Department of Tuberculosis, Shenzhen Third People's Hospital, University of South China, Shenzhen, 518112, China.
Department of Laboratory Medicine, Shenzhen Longhua District Central Hospital, Guangdong Medical University, Shenzhen, 518110, China.
BMC Infect Dis. 2019 Jan 16;19(1):55. doi: 10.1186/s12879-018-3654-z.
Tuberculosis (TB) remains a major public health concern on a global scale, especially in developing nations. So far, no formal guidelines are available for the diagnosis and treatment of tuberculosis pleurisy. The diagnosis of TB is worsened by the immense difficulty in differential determination of tuberculosis pleural effusion (TPE) and malignant pleural effusion (MPE). The purpose of this investigation is to assess the differential diagnostic efficiencies of the pleural IFN-γ release assay (IGRA) and widely-used biochemical parameters in the distinction analysis of TPE and MPE.
A cohort of 222 patients with pleural effusion was examined, comprising of 143 TPE and 58 MPE patients. The patients were examined with IGRA, and the widely-used biomarkers in the pleural effusion and peripheral blood.
Our results show that the TPE patients have significantly higher M. tuberculosis (Mtb) antigen-specific IFN-γ responses to ESAT-6 protein and peptide pool in the blood compared to MPE patients. TPE patients were also shown to have enriched Mtb antigen-specific IFN-γ responses in pleural effusion than in peripheral blood. Among the widely-used biomarkers, the adenosine deaminase (ADA) and carcinoembryonic antigen (CEA) in pleural effusion were better biomarkers with high sensitivity and specificity to discriminate TPE and MPE. In addition, pleural IGRA could not be affected by the pleural adhesion, and the applications of the pleural IGRA together with ADA and CEA provide a promising approach for the TPE and MPE differential identification.

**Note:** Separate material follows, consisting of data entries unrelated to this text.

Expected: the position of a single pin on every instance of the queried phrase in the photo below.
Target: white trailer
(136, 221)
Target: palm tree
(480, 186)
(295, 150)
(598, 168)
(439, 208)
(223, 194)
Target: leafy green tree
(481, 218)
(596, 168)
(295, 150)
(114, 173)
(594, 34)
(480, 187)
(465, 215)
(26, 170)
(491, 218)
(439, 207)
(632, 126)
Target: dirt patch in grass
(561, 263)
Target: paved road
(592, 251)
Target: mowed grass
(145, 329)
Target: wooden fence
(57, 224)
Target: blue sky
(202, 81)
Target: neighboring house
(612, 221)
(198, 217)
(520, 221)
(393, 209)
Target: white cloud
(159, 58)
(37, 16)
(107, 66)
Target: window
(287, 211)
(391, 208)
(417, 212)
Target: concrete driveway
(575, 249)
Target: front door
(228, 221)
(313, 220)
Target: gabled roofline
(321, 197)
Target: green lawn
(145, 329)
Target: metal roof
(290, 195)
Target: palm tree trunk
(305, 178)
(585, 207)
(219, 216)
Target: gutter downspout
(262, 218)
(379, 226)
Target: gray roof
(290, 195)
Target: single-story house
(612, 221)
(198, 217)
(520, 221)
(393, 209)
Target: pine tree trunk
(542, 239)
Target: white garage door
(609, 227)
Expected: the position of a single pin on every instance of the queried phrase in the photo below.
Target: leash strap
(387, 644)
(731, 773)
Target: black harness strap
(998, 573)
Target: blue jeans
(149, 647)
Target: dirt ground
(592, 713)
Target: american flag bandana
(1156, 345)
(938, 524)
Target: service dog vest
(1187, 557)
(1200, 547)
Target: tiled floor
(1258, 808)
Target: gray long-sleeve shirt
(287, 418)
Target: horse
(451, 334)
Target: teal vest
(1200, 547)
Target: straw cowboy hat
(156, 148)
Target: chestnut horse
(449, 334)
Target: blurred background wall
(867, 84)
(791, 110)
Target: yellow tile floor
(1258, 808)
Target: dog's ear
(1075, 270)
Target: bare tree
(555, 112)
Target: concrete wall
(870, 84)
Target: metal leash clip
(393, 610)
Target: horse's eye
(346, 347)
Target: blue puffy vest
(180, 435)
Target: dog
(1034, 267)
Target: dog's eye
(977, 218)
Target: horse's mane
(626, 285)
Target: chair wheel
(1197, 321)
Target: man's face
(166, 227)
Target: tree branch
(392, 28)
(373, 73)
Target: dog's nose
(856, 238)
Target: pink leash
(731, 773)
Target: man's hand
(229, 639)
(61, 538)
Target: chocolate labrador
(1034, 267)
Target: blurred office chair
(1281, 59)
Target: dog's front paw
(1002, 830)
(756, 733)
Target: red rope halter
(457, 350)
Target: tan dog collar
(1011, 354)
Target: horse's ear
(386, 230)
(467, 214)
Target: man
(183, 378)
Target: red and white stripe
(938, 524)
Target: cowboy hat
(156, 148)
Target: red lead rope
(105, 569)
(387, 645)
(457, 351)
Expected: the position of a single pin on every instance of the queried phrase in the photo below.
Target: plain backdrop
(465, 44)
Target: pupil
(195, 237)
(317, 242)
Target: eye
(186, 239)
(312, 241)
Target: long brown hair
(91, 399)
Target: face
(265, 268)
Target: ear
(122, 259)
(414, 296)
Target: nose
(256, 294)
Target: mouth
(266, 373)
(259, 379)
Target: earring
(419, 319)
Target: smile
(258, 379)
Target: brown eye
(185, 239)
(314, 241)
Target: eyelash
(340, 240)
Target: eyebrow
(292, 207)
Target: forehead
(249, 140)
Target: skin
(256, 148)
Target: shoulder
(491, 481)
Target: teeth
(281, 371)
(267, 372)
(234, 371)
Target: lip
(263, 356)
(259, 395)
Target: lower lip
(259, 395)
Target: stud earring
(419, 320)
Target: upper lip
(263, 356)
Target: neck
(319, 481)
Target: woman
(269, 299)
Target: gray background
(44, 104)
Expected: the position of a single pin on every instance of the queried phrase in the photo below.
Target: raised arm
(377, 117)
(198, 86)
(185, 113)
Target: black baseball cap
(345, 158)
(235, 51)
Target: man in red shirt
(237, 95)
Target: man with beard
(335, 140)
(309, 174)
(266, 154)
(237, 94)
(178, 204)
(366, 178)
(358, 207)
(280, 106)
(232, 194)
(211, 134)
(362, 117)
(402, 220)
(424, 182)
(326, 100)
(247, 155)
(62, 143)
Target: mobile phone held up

Our study proposes that the integration of pleural IGRA and ADA, CEA detection could add to more effective diagnosis stratagems in the discernment between TPE and MPE.
结核病(TB)仍然是一个全球性的主要公共卫生问题,特别是在发展中国家。到目前为止,还没有针对结核性胸膜炎的诊断和治疗的正式指南。由于结核性胸腔积液(TPE)和恶性胸腔积液(MPE)的鉴别诊断非常困难,因此TB 的诊断变得更加复杂。本研究旨在评估胸腔干扰素-γ释放试验(IGRA)和广泛使用的生化参数在 TPE 和 MPE 鉴别分析中的差异诊断效率。
对 222 例胸腔积液患者进行了检查,其中包括 143 例 TPE 和 58 例 MPE 患者。对患者进行了 IGRA 检查和胸腔积液及外周血中广泛使用的生物标志物检查。
我们的结果表明,与 MPE 患者相比,TPE 患者的血液中结核分枝杆菌(Mtb)抗原特异性 IFN-γ 对 ESAT-6 蛋白和肽库的反应明显更高。TPE 患者的胸腔积液中也显示出比外周血中更丰富的 Mtb 抗原特异性 IFN-γ 反应。在广泛使用的生物标志物中,胸腔积液中的腺苷脱氨酶(ADA)和癌胚抗原(CEA)是更好的生物标志物,具有较高的灵敏度和特异性,可区分 TPE 和 MPE。此外,胸腔 IGRA 不受胸腔粘连的影响,胸腔 IGRA 与 ADA 和 CEA 的联合应用为 TPE 和 MPE 的鉴别诊断提供了一种很有前途的方法。
我们的研究表明,胸腔 IGRA 与 ADA、CEA 检测的结合可以为 TPE 和 MPE 的鉴别诊断提供更有效的诊断策略。